Summary

Fathom started to advise the London Borough of Newham Pension Scheme, our first local government pension scheme (LGPS) client, in May 2010 at a time when many open, defined-benefit schemes were facing material deficits, after a long period of declining interest rates had raised scheme liabilities by more than it had raised scheme assets. Newham’s funding was then at 70%. We conducted periodic reviews of Newham’s strategic asset allocation, drawing on Fathom’s proprietary model of a defined-benefit scheme to explore possible strategies under different scenarios. We briefed the investment committee face-to-face, providing in-depth analysis on how changes in the macroeconomy and financial markets would affect the funding outlook. We also offered an on-call service to give ad hoc advice whenever needed; and we supplied member training. We helped the scheme to rebalance away from a focus on UK equities, and more recently to navigate substantial interest rate changes. In 2022, at the most recent triennial review, the Newham scheme was no longer in deficit.

Key facts

Client
London Borough of Newham Pension Scheme

Brief
Provide tailored advice to LGPS officers and elected members of the pensions committee to give them a better understanding of the macroeconomic and financial market outlook and its implications for their scheme

Timeline
May 2010–December 2024

Focus area
Macroeconomic strategy

Our approach

Fathom applies the same rigorous, proven process to every piece of work; this process is the DNA that makes up our world-leading research.

We were approached by the investment adviser to the London Borough of Newham (LBN) Pension Scheme in early 2010 at a difficult period, not just for Newham, but for all local government pension schemes. In common with any open, defined-benefit scheme, Newham was exposed to interest rate risk. By early 2010, a long period of declining real rates of interest had raised scheme liabilities by more than it had raised scheme assets, leaving them with a material deficit. The investment adviser, already a client of Fathom, believed that Newham would benefit from a greater understanding of macroeconomic and financial market developments, and how these might affect the funding outlook. We met the then Chair of the scheme to discuss how we might help them. This resulted in Fathom being appointed macroeconomic advisers to the LBN Pension Scheme in May 2010.
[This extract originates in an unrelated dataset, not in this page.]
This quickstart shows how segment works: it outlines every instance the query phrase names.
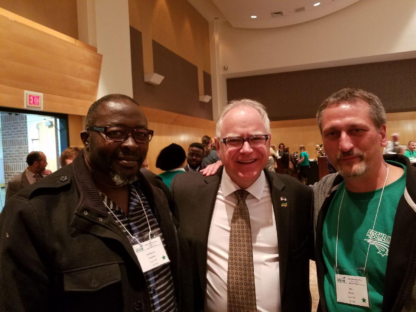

Our brief was to support the scheme’s objectives by ensuring that its officers and its elected members were informed of macroeconomic and financial market developments that had the potential materially to affect scheme funding. To meet this objective, we provided a range of services, including regular briefing at face-to-face meetings of the scheme’s investment committee, periodic in-depth analysis of major events that might have a bearing on scheme funding, and member training. With committee members drawn from different backgrounds, it was important to translate complex ideas in a way that would be meaningful to the intelligent lay person. We also reviewed Newham’s strategic asset allocation several times.

An important part of our role was to be available, whether at the end of a phone line or more recently through Teams or Zoom, to provide advice to officers of the scheme when required. We had to be able to react, at short notice, to macroeconomic and financial market developments as they occurred.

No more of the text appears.